EPiServer  /  Find May 07, 2012

Building a search page for an EPiServer site using Truffler – Part 2

NOTE Since writing this post the company behind Truffler, 200OK, has been sold to EPiServer and the product Truffler has been renamed to EPiServer Find. Most of the content of this blog post is however applicable to EPiServer Find as well. For questions regarding Find, be sure to visit the forum on EPiServer World.

The time has come to extend the search page created in the previous article with stemming and highlighting.

 In the previous post we covered building a very basic search page using Truffler for an EPiServer CMS based site for a fictive airline. The search page displayed search results based on user input but lacked some very basic functionality needed by any self-respecting search page. In this post we’ll fix that.

Stemming and specifying fields to search in

In the previous post we managed to find pages that matched a given search term using the Search and For methods, like this:

EPiSearchClient.Instance
    .Search<StandardPage>(Language.English)
    .For(Query)

With that code the search query will be executed in a language neutral way over a special field containing all indexed values for each page. To improve search results we could tell the search engine what language we’re searching in, English in our case.

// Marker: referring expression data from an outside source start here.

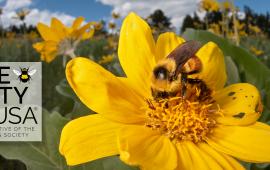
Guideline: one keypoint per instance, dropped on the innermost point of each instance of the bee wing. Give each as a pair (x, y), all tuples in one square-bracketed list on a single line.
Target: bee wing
[(184, 56), (16, 72), (32, 72)]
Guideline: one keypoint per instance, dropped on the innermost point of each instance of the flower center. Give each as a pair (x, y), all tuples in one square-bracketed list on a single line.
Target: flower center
[(181, 119)]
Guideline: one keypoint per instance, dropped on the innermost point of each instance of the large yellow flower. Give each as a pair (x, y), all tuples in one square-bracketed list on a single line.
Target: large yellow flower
[(60, 39), (167, 134)]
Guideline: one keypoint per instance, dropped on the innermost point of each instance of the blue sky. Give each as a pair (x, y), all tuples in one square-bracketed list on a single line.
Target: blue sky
[(94, 10)]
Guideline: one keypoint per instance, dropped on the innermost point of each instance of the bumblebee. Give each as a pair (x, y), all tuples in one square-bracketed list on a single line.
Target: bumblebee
[(170, 75), (24, 75)]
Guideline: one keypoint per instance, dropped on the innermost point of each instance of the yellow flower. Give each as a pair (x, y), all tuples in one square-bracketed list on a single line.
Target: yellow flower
[(61, 40), (112, 25), (256, 51), (227, 5), (115, 15), (32, 35), (209, 5), (106, 59), (22, 14), (164, 134), (11, 35), (98, 25), (255, 29)]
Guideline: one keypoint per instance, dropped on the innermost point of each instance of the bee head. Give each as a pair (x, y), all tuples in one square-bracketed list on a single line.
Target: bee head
[(163, 76)]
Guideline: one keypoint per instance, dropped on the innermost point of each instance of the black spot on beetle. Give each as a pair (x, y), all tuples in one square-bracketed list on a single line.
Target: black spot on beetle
[(231, 93), (239, 115)]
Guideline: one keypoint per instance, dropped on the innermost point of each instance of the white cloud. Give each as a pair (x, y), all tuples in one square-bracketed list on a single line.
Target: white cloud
[(35, 15), (12, 5), (175, 9)]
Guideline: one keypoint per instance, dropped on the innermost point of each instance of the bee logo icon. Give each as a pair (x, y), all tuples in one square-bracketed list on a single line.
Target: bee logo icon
[(24, 75)]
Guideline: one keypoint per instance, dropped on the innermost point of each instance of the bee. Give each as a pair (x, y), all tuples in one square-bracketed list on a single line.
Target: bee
[(24, 75), (170, 75)]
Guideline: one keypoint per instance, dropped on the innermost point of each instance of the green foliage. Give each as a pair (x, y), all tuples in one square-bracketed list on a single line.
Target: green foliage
[(247, 68)]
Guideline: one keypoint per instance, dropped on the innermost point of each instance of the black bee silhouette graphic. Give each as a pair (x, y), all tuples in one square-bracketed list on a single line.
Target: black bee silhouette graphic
[(24, 75)]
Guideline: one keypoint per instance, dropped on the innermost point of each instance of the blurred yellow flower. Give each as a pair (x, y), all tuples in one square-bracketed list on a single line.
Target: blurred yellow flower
[(209, 5), (215, 28), (167, 134), (227, 5), (60, 39), (256, 51), (112, 42), (22, 14), (106, 59), (115, 15), (112, 25), (98, 25), (32, 35), (255, 29), (10, 35)]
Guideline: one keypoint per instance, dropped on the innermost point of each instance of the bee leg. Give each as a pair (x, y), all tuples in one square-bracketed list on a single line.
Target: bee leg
[(183, 85)]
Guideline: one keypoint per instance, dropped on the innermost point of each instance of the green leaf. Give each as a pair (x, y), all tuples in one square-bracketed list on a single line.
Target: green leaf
[(232, 71), (64, 89), (250, 67)]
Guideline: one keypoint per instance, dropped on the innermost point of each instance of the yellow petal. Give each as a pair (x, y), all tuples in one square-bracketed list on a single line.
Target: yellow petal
[(59, 28), (240, 104), (134, 87), (248, 143), (225, 161), (166, 43), (136, 51), (184, 158), (213, 72), (102, 92), (139, 145), (88, 138), (47, 33), (199, 159), (38, 46), (77, 23)]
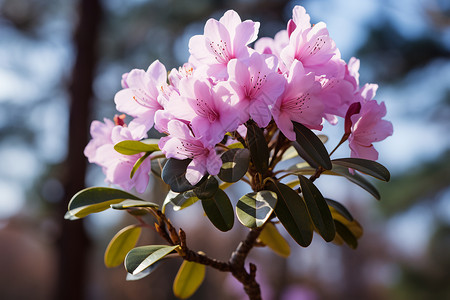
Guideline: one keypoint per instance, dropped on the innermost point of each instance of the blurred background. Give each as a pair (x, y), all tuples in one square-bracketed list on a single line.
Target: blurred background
[(60, 65)]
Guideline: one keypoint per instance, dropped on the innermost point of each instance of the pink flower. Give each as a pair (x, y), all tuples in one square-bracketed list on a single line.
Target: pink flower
[(142, 96), (117, 167), (101, 135), (175, 76), (274, 46), (255, 85), (221, 42), (367, 128), (300, 102), (181, 144), (312, 46), (207, 108)]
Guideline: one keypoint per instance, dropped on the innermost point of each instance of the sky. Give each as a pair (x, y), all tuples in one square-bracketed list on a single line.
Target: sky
[(29, 69)]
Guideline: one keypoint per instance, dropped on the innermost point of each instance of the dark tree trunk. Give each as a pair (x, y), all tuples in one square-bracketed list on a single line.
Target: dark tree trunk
[(73, 242)]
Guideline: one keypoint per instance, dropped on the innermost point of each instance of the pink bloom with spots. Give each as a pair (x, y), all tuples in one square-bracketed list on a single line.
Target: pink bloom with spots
[(312, 46), (221, 42), (143, 96), (367, 128), (300, 102), (117, 167), (208, 108), (255, 85), (181, 144)]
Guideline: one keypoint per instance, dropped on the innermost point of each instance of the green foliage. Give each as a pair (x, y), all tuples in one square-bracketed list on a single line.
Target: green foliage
[(140, 258), (292, 213), (219, 210), (272, 238), (180, 200), (346, 235), (234, 164), (121, 244), (365, 166), (318, 209), (358, 180), (135, 147), (189, 278), (259, 151), (95, 199), (254, 209), (174, 174), (311, 148), (207, 189)]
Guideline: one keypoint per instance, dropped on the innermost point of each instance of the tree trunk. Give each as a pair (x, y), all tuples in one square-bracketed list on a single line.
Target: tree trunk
[(73, 242)]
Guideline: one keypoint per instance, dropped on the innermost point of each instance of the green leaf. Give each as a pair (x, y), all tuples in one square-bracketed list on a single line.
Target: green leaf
[(271, 237), (138, 164), (234, 164), (140, 258), (357, 179), (145, 273), (302, 169), (189, 278), (292, 213), (318, 209), (174, 174), (133, 203), (259, 151), (254, 209), (236, 146), (365, 166), (311, 147), (289, 153), (207, 189), (157, 166), (340, 209), (180, 200), (121, 244), (95, 199), (345, 233), (134, 147), (219, 210)]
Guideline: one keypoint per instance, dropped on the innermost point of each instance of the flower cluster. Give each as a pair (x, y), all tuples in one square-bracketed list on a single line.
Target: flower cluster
[(297, 76)]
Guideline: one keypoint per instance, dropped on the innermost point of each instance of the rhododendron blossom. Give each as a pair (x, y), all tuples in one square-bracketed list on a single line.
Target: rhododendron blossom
[(117, 167), (181, 144), (297, 76), (231, 114), (368, 127), (221, 42), (300, 102), (142, 96)]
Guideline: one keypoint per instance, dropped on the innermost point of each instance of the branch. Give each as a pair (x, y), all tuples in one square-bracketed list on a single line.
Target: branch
[(200, 258)]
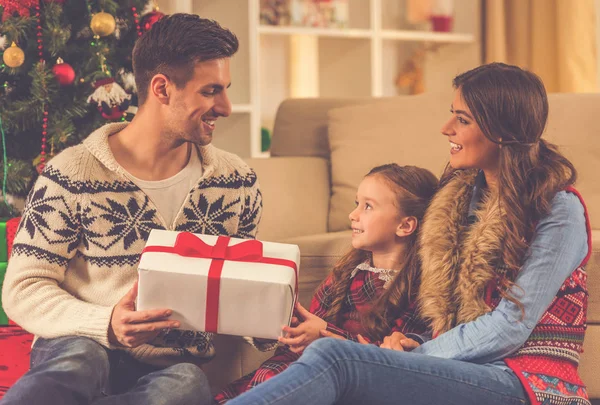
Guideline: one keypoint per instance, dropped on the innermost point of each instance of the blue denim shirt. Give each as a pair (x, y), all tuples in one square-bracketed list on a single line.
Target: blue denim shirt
[(558, 247)]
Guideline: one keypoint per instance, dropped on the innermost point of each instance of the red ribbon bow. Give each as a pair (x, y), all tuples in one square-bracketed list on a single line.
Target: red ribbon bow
[(189, 245)]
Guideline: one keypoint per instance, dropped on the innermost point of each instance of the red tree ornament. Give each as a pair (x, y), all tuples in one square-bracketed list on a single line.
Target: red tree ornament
[(21, 7), (64, 73), (149, 19)]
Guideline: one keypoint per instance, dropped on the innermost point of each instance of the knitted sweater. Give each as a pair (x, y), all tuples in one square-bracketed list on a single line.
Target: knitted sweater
[(84, 226)]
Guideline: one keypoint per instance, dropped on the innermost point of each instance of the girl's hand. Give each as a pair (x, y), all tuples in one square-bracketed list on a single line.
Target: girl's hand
[(361, 340), (297, 338), (397, 341)]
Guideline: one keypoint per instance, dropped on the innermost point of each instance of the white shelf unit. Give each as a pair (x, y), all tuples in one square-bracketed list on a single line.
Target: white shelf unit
[(277, 62)]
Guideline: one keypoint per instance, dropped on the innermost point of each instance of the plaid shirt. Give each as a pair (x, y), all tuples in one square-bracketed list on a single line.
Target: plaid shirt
[(365, 288)]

By doing so the search engine will use stemming, meaning that not just exact matches of words but also abbreviations, for instance car and cars, will match. To do so we pass an instance of the Language class to the Search method. To make that convenient the Language class has a static property returning such an instance for each supported language.

var result = EPiSearchClient.Instance
    .Search<StandardPage>(Language.English)
    .For(Query)

In order for stemming to be used we also need to explicitly specify what fields to search in. That can be done using the methods InField and InFields. The InField method requires a lamda expression specifying what field to search in. The InFields method does the same, but accepts multiple expressions. In our case the page’s name, preamble (MainIntro) and body text (MainBody) seems suitable to search in.

var result = EPiSearchClient.Instance
    .Search<StandardPage>(Language.English)
    .For(Query)
    .InField(x => x.PageName)
    .InFields(x => x.MainIntro, x => x.MainBody)
    .InAllField()

Note that we use a combination of the InField and InFields method here. That’s by no means necessary and I’ve only done so to illustrate that it’s possible and to set the stage for some tweaking that we may discuss in a future post. Anyway, but specifying a language to use and a number of fields to search in the search engine will match keywords and phrases in those fields in a language sensitive way.

However, for some fields we may not care about stemming, or we may for some other reason want to search in the field with all values. We can do that using the InAllField method.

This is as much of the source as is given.